Disclosures: Blake Staub MD None Meng Huang MD None, Darrell Hanson MD B; Dupuy Synthes, Nuvasive. F; Depuy Synthes, Paul Holman MD B; Biomet Spine, Medtronic Spine Navigation. F; Biomet Spine, Medtronic Spine,

Introduction:
Traditionally, surgical intervention for patients with thoracolumbar sagittal imbalance relied on posterior column shortening techniques such as the Smith Peterson Osteotomy (SPO) and pedicle subtraction osteotomy (PSO). The lateral retroperitoneal, transpsoas approach has been proven to afford significant coronal deformity correction; however, the evidence for its use in sagittal deformity correction is less robust.

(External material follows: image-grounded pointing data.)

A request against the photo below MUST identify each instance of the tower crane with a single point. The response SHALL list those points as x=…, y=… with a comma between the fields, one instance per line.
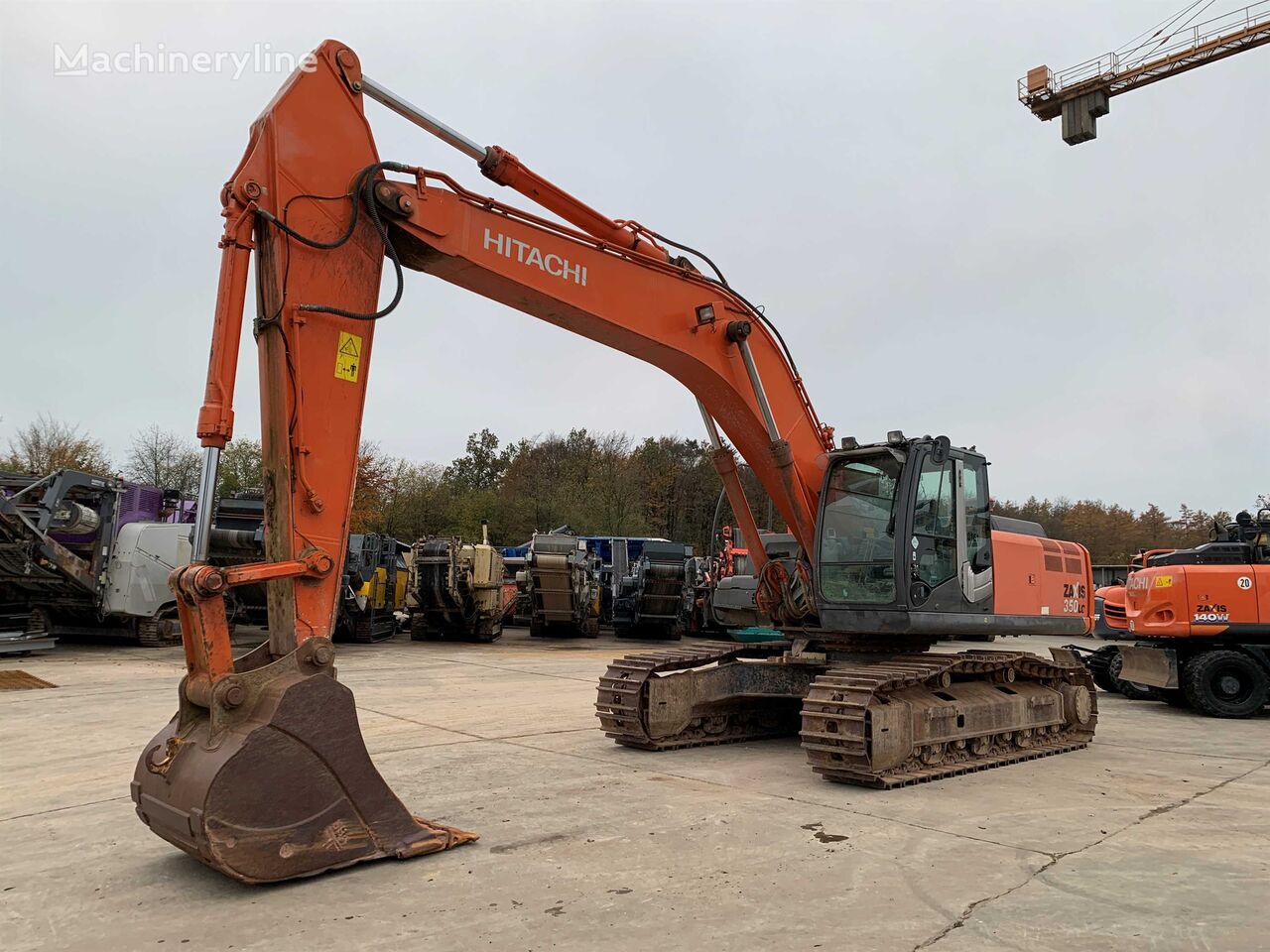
x=1080, y=94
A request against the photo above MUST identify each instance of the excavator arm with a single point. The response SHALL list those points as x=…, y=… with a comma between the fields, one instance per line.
x=317, y=207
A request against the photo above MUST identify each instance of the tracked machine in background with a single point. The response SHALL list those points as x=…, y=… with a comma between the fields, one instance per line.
x=653, y=597
x=894, y=548
x=563, y=587
x=454, y=589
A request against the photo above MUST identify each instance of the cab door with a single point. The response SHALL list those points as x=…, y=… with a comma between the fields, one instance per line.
x=973, y=531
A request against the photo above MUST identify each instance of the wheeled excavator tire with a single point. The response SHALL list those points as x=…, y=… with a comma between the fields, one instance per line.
x=1225, y=683
x=157, y=633
x=889, y=722
x=272, y=780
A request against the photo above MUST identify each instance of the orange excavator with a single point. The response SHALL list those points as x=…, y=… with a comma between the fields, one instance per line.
x=263, y=774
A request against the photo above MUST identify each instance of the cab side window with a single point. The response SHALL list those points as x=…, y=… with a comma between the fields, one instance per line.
x=935, y=524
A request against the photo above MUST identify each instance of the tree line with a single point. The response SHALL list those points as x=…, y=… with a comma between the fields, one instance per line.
x=595, y=483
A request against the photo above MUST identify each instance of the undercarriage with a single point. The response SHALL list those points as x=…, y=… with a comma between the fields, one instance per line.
x=866, y=717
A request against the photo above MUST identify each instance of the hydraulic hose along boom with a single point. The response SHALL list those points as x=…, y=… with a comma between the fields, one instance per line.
x=263, y=772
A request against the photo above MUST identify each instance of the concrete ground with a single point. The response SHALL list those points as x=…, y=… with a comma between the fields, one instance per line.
x=1155, y=838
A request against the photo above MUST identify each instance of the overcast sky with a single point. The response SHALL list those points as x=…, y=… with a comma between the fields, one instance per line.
x=939, y=261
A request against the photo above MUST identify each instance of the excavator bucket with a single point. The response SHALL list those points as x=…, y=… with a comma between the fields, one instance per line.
x=272, y=780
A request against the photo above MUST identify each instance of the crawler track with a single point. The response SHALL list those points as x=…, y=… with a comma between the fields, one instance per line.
x=838, y=730
x=621, y=701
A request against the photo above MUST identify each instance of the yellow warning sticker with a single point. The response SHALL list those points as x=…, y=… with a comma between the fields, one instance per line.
x=348, y=357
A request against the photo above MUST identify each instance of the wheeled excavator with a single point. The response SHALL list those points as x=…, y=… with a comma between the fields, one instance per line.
x=263, y=774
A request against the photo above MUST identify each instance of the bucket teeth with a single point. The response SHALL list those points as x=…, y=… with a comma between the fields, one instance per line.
x=864, y=724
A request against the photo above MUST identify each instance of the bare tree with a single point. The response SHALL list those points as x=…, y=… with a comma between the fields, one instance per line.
x=240, y=466
x=163, y=458
x=50, y=444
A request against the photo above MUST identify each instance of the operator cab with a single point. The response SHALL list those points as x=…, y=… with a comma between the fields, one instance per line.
x=905, y=536
x=1246, y=540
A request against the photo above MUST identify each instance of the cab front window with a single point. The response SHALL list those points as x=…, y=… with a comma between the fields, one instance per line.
x=857, y=531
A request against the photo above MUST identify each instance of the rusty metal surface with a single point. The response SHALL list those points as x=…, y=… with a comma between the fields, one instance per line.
x=920, y=717
x=273, y=780
x=626, y=698
x=22, y=680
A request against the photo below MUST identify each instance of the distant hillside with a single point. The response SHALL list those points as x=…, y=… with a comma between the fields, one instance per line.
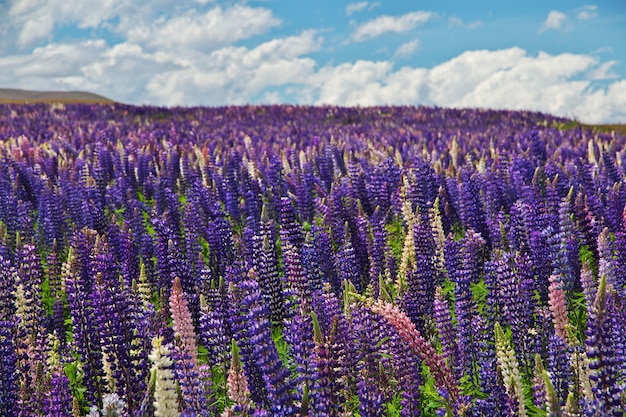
x=10, y=95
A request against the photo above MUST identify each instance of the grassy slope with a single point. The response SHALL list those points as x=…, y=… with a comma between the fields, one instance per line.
x=8, y=95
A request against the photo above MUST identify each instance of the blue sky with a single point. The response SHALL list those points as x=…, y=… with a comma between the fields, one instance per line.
x=564, y=57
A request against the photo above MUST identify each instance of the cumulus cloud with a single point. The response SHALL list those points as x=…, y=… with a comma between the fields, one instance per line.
x=555, y=20
x=355, y=7
x=407, y=49
x=198, y=59
x=35, y=20
x=455, y=21
x=208, y=31
x=352, y=8
x=384, y=24
x=509, y=78
x=587, y=12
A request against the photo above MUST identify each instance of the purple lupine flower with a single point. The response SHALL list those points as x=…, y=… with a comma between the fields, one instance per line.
x=298, y=333
x=345, y=262
x=213, y=335
x=276, y=377
x=292, y=241
x=9, y=378
x=559, y=367
x=267, y=272
x=601, y=352
x=447, y=333
x=327, y=395
x=86, y=340
x=60, y=400
x=7, y=285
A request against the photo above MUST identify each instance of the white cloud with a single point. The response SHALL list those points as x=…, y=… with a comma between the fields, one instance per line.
x=352, y=8
x=555, y=20
x=355, y=7
x=35, y=20
x=195, y=59
x=384, y=24
x=508, y=78
x=407, y=49
x=204, y=32
x=587, y=12
x=455, y=21
x=603, y=72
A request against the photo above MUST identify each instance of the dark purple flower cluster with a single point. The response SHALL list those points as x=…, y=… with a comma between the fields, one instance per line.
x=309, y=261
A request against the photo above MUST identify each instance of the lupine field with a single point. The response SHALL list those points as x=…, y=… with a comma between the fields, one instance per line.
x=309, y=261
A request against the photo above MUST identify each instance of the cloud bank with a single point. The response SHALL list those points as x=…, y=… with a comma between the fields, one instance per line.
x=191, y=58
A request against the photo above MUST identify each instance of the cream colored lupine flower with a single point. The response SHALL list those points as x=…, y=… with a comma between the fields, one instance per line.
x=507, y=363
x=165, y=397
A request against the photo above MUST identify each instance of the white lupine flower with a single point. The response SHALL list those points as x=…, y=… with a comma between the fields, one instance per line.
x=509, y=367
x=165, y=398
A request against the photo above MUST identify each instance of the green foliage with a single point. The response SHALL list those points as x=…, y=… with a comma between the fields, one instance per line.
x=47, y=298
x=429, y=396
x=395, y=237
x=394, y=407
x=283, y=348
x=479, y=294
x=577, y=314
x=77, y=388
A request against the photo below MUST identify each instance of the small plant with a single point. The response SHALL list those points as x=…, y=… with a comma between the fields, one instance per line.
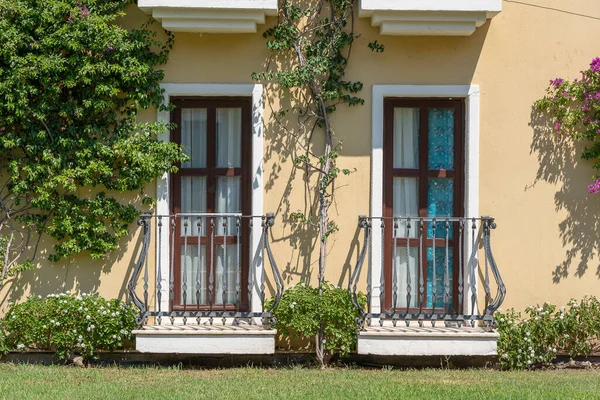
x=301, y=312
x=68, y=324
x=547, y=330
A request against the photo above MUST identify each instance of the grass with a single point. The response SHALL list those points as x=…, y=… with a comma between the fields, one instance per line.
x=56, y=382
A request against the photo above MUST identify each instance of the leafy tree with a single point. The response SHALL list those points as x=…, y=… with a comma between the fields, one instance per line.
x=311, y=45
x=71, y=84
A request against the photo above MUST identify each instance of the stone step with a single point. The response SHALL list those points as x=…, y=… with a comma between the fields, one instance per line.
x=427, y=341
x=206, y=339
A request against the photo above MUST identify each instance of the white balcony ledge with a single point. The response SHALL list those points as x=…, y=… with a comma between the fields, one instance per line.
x=210, y=16
x=429, y=17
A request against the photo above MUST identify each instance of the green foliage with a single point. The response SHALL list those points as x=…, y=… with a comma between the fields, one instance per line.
x=574, y=110
x=546, y=331
x=317, y=40
x=301, y=312
x=71, y=83
x=68, y=324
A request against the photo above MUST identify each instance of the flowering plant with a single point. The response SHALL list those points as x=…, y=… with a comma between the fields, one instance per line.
x=547, y=330
x=574, y=109
x=68, y=323
x=301, y=311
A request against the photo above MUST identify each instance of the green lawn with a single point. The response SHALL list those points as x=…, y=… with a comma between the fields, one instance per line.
x=37, y=382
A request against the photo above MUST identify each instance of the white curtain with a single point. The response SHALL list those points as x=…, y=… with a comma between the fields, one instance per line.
x=193, y=136
x=193, y=200
x=406, y=204
x=229, y=137
x=228, y=200
x=229, y=268
x=193, y=269
x=407, y=263
x=406, y=138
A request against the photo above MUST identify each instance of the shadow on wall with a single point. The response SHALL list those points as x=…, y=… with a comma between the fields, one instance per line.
x=79, y=273
x=560, y=164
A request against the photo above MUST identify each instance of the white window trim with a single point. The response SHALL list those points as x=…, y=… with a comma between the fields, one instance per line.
x=471, y=95
x=163, y=183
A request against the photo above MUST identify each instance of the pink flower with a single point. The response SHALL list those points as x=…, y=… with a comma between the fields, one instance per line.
x=594, y=187
x=595, y=65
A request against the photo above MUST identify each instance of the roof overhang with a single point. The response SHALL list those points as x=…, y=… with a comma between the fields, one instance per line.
x=429, y=17
x=210, y=16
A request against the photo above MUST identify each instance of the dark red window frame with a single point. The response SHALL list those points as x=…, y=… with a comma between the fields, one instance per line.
x=211, y=172
x=423, y=174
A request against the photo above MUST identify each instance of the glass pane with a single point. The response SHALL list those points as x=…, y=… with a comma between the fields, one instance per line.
x=440, y=203
x=228, y=279
x=407, y=261
x=440, y=270
x=406, y=204
x=406, y=138
x=229, y=137
x=441, y=138
x=228, y=200
x=193, y=136
x=193, y=275
x=193, y=200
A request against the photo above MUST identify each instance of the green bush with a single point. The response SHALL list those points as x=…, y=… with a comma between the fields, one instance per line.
x=68, y=324
x=547, y=330
x=301, y=311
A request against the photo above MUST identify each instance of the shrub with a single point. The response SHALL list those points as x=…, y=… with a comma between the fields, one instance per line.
x=301, y=311
x=546, y=331
x=68, y=324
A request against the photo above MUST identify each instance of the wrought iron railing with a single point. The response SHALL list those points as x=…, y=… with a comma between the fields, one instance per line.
x=427, y=269
x=195, y=279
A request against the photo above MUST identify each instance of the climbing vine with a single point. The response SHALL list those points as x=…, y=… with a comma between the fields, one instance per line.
x=71, y=84
x=311, y=44
x=574, y=109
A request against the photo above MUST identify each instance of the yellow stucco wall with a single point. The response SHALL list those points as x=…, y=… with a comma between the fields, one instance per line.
x=547, y=235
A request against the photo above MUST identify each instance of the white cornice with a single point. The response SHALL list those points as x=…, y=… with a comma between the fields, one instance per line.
x=429, y=17
x=210, y=16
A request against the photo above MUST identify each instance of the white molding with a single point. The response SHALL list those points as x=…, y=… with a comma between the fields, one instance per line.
x=471, y=95
x=210, y=16
x=163, y=185
x=429, y=17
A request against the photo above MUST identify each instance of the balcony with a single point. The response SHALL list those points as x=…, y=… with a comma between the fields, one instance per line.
x=210, y=16
x=429, y=17
x=208, y=295
x=428, y=286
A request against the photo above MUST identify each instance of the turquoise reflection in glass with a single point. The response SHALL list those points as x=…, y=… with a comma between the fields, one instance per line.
x=440, y=270
x=441, y=138
x=440, y=203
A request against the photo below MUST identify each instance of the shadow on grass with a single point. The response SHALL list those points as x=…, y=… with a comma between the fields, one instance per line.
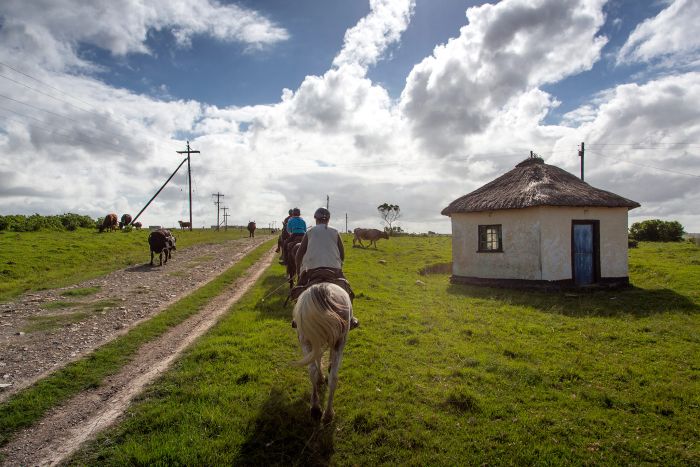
x=604, y=303
x=284, y=433
x=271, y=305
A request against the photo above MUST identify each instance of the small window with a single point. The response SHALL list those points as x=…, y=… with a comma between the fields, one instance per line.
x=490, y=238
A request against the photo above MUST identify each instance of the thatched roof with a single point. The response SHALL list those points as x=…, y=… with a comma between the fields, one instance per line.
x=534, y=183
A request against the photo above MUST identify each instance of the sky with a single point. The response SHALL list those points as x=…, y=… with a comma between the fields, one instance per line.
x=408, y=102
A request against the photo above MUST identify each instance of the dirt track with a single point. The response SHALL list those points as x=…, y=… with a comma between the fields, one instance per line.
x=125, y=298
x=62, y=430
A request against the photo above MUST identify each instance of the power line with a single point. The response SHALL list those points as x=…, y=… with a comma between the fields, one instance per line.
x=92, y=110
x=41, y=82
x=43, y=93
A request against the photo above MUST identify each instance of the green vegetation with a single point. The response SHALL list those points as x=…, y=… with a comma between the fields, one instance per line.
x=440, y=374
x=27, y=406
x=656, y=230
x=48, y=259
x=35, y=222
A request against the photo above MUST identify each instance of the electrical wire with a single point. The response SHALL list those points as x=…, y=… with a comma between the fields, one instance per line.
x=647, y=166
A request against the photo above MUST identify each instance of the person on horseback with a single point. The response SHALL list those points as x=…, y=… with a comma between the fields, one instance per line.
x=320, y=258
x=283, y=236
x=296, y=228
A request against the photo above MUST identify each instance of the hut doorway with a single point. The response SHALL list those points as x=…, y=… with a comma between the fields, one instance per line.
x=585, y=252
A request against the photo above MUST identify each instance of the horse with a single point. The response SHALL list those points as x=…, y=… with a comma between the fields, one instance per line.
x=322, y=315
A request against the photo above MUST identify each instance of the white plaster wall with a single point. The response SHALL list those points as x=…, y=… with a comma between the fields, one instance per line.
x=556, y=240
x=536, y=243
x=520, y=258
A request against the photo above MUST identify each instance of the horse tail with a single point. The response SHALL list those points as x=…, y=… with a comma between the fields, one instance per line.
x=319, y=315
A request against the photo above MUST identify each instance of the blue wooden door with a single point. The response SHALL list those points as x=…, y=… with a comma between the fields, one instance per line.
x=583, y=254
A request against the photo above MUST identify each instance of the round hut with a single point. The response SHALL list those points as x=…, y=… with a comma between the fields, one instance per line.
x=539, y=225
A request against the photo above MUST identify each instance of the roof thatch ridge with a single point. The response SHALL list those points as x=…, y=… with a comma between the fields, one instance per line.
x=534, y=183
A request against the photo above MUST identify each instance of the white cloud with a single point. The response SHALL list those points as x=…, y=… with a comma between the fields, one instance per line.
x=672, y=33
x=505, y=50
x=469, y=112
x=367, y=41
x=50, y=31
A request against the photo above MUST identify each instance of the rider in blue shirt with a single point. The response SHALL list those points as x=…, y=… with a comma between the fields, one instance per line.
x=296, y=227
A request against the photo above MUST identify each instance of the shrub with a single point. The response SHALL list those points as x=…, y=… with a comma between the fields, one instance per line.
x=656, y=230
x=20, y=223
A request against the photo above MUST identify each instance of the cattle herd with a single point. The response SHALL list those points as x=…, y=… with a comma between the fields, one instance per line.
x=160, y=241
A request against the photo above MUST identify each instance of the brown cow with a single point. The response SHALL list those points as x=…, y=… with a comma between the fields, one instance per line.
x=368, y=234
x=161, y=241
x=126, y=220
x=109, y=222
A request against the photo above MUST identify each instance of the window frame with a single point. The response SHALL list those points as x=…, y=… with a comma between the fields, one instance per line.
x=483, y=231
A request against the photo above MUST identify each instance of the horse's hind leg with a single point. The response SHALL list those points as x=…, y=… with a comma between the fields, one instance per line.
x=336, y=356
x=316, y=377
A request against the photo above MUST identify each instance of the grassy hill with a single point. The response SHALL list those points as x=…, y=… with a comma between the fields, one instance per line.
x=48, y=259
x=441, y=374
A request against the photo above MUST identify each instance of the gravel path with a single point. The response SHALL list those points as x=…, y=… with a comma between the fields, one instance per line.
x=65, y=428
x=80, y=324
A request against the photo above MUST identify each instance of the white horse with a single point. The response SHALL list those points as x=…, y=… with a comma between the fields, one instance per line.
x=322, y=315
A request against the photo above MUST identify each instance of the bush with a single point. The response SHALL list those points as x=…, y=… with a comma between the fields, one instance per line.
x=656, y=230
x=20, y=223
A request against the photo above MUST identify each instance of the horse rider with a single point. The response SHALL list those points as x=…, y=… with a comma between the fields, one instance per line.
x=320, y=258
x=296, y=228
x=284, y=235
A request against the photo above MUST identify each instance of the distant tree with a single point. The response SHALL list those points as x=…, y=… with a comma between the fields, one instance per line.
x=656, y=230
x=389, y=213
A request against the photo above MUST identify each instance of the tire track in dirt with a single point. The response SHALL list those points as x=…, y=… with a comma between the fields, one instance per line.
x=139, y=293
x=63, y=430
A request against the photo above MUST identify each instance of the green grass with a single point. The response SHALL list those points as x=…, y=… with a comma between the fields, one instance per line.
x=27, y=406
x=41, y=260
x=440, y=374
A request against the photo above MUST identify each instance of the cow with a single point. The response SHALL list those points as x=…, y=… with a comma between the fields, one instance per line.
x=109, y=222
x=162, y=242
x=368, y=234
x=126, y=220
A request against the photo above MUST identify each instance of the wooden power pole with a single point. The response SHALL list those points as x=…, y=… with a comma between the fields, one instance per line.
x=218, y=207
x=581, y=153
x=226, y=214
x=189, y=175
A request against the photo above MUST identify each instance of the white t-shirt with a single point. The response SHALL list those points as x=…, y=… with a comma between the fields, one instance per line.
x=321, y=248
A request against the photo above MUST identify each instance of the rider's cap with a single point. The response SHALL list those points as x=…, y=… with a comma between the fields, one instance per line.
x=322, y=214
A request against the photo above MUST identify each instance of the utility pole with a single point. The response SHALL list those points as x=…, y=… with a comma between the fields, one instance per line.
x=189, y=175
x=226, y=214
x=218, y=208
x=581, y=152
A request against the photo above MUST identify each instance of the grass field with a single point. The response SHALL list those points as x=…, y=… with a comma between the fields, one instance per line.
x=49, y=259
x=30, y=404
x=441, y=374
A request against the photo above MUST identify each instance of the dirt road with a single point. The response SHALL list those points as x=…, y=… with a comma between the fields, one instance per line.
x=66, y=427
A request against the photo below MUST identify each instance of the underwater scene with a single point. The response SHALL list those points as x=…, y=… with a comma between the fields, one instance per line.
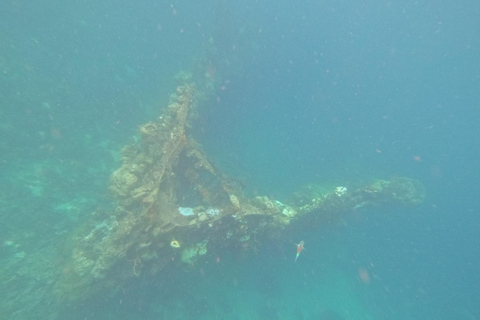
x=217, y=159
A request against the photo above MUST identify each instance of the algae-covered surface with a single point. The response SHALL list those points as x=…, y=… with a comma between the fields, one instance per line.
x=248, y=160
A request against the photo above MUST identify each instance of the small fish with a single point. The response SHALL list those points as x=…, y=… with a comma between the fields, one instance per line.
x=299, y=249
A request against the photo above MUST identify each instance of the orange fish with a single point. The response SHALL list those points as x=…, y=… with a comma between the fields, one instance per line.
x=299, y=249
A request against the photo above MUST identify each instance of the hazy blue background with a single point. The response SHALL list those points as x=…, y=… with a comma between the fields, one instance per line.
x=329, y=92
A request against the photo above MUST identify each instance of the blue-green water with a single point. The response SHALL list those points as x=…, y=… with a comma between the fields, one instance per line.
x=309, y=92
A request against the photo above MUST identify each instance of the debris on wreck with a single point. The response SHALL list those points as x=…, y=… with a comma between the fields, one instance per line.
x=150, y=227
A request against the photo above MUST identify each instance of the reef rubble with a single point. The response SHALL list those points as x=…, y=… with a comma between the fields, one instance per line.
x=151, y=224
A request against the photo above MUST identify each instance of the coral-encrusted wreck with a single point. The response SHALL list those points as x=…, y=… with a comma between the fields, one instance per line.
x=173, y=205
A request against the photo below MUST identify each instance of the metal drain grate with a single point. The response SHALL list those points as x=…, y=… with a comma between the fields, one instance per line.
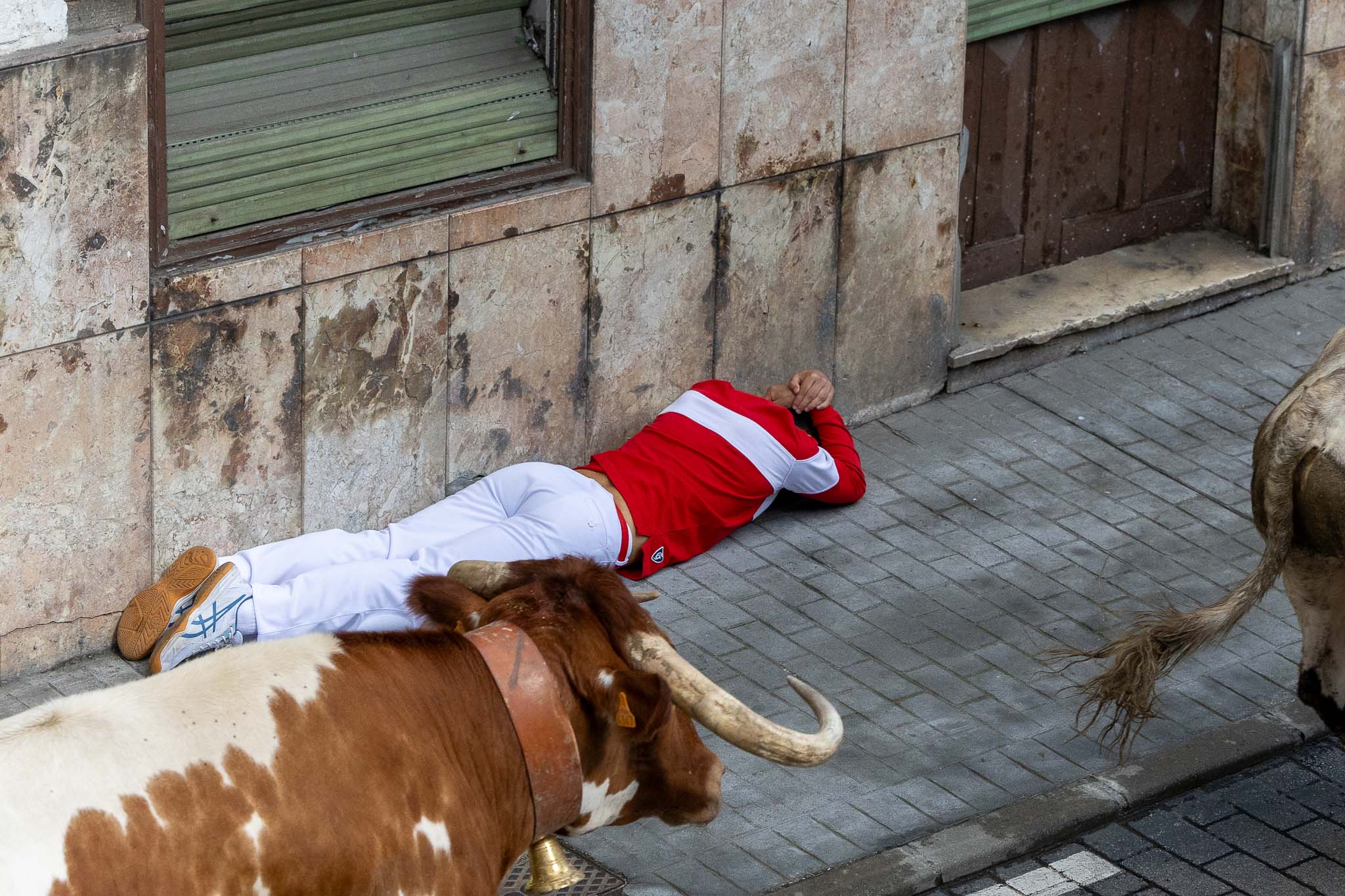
x=598, y=880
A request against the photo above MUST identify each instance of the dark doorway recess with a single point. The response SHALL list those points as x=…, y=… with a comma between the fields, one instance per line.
x=1088, y=133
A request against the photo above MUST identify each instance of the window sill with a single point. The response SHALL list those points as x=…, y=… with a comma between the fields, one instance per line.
x=74, y=45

Recently, the use of hyperlordotic grafts has provided all the benefits of the transpsoas approach while also allowing for sagittal deformity correction.

Aims/Objectives:
To determine if a hybrid approach, combining anterior column reconstruction via hyperlordotic cage placement and a subsequent SPO can provide similar sagittal correction to a PSO. The null hypothesis is that despite being less invasive, this hybrid approach does not provide the same segmental sagittal correction afforded by a PSO alone.

Methods:
This is a retrospective review examining the preoperative and postoperative segmental lordosis after placement of a hyperlordotic cage and subsequent SPO. Twenty patient charts were reviewed. The mean patient age was 61.4. There were seven males and 13 females. A 20 degree hyperlordotic cage was utilized in four patients. The 30 degree cage was used in sixteen cases. The surgical procedure involved the release of the anterior longitudinal ligament and placement of a hyperlordotic graft (NuVasive CoRoent XL-Hyperlordotic) via the lateral, retroperitoneal, transpsoas approach followed by posterior instrumentation and SPO at that level.

Results:
Hyperlordotic cages were placed from T12-L1 to L4-L5 in this series. Ten cages were placed at the L3-L4 interspace. The mean preoperative lordosis was 6.17 and 6.0 degrees in the 20 and 30 degree cohorts, respectively. The mean postoperative, segmental lordosis was 22.9 and 27.4 degrees in the two groups, yielding a mean correction of 18.3 degrees with the 20 degree cage and 21.4 degrees with the 30 degree cage. The 30 degree cage yielded a sagittal correction of 8.5-41.1 degrees. A correction of greater than 30 degrees was achieved in 4 cases. The single case with less than 10 degrees of lordosis restoration resulted from graft subsidence. The greatest increase in lordosis occurred in patients with the most significant pre-operative segmental kyphosis.

Conclusions:
Segmental lordosis increases of approximately twenty degrees can be expected with the placement of either a 20 or 30 degree hyperlordotic cage via the transpsoas approach with subsequent SPO at that level. This hybrid approach provides a degree of correction similar to a PSO without the associated morbidity.